Aku temui langit fajar usai zikir selepas subuh di teras bersama embusan embun pagi. Ada sebuah pesan yang hendak disampaikan Sang Khalik melalui dedaunan yang sengaja ia gerakkan, cuitan burung, dan sekelompok awan bersama sinar mentari yang menyelinap mengintip. Selamat datang di bulan suci, kata mereka. Akan tetapi ada yang berbeda pada Sang Bulan Suci kali ini.

Terbentuk sebuah siluet dari sesosok punggung yang 'ku cintai. Yang sedang menikmati lantunan Quran dari udara yang dialirkan oleh pengeras suara dari surau di permukiman kami. Yang terbangkit usai menceritakan kenangannya bersama seorang adik yatim di depan rumah yang tak pernah absen mengajaknya balapan lari selepas memanjatkan doa di surau dekat sini. Ia juga kisahkan bagaimana adik itu selalu memanjatkan doa seusai salat dengan khusyuk sampai membuatnya ingin tahu doa macam apa yang sedang ia langitkan kepada Sang Khalik. 

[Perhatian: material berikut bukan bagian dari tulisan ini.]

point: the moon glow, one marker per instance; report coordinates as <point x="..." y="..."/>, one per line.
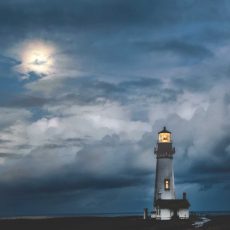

Hati istri mana yang tidak terusik, mendengar nada suara yang biasanya gagah itu kemudian melemah berpasrah merindu seolah merintih. Aku tahu kerinduan macam apa yang sedang berkecamuk di dada itu. Kerinduan akan candu suasana Ramadan yang seharusnya bisa ia nikmati bersamaku sebagai pengalaman baru. Malam pertama dan pagi pertama Ramadan ini memang begitu syahdu. Bersama dengan itu, aku haturkan maaf yang sebesar-besarnya untuk kedatanganku yang tidak bisa sama dengan cerita pengantin baru pada umumnya. "Aku dan kamu menjadi kita" ketika dunia sedang dilanda ujian. Maafkan aku atas tidak adanya berjalan bersama menuju surau itu untuk tarawih dan berkenalan dengan anak laki-laki yang mengajakmu balapan lari. Maafkan aku atas tidak akan adanya berjalan bersama mencari takjil di sore hari. Maafkan aku bahkan mungkin Idul Fitri kali ini tidak akan ada lapangan luas dengan berbagai pedagang penjual balon yang menanti anak-anak kecil merengek memohon kepada ibu mereka sebagai hadiah atas sebulan penuh menahan lapar.

Maafkan aku karena aku harus menemanimu ketika Ramadan tak lagi sama.

Aku tidak akan letih untuk bermunajat agar Ramadan tahun depan bisa menjawab kerinduanmu akan candu suasananya. Aku tidak akan letih untuk bermunajat seperti halnya Ramadan lalu aku bermunajat agar Ramadan ini "aku dan kamu menjadi kita".

Semoga dunia yang sedang dipuasakan ini bisa meraih fitri segera.

"Taqobbalallahu minna wa minkum taqobbal ya kariim". Terdengar lantunan penutup tadarus pagi yang sekaligus menutup resahku pagi ini.

Selamat ber-Ramadan dari rumah masing-masing.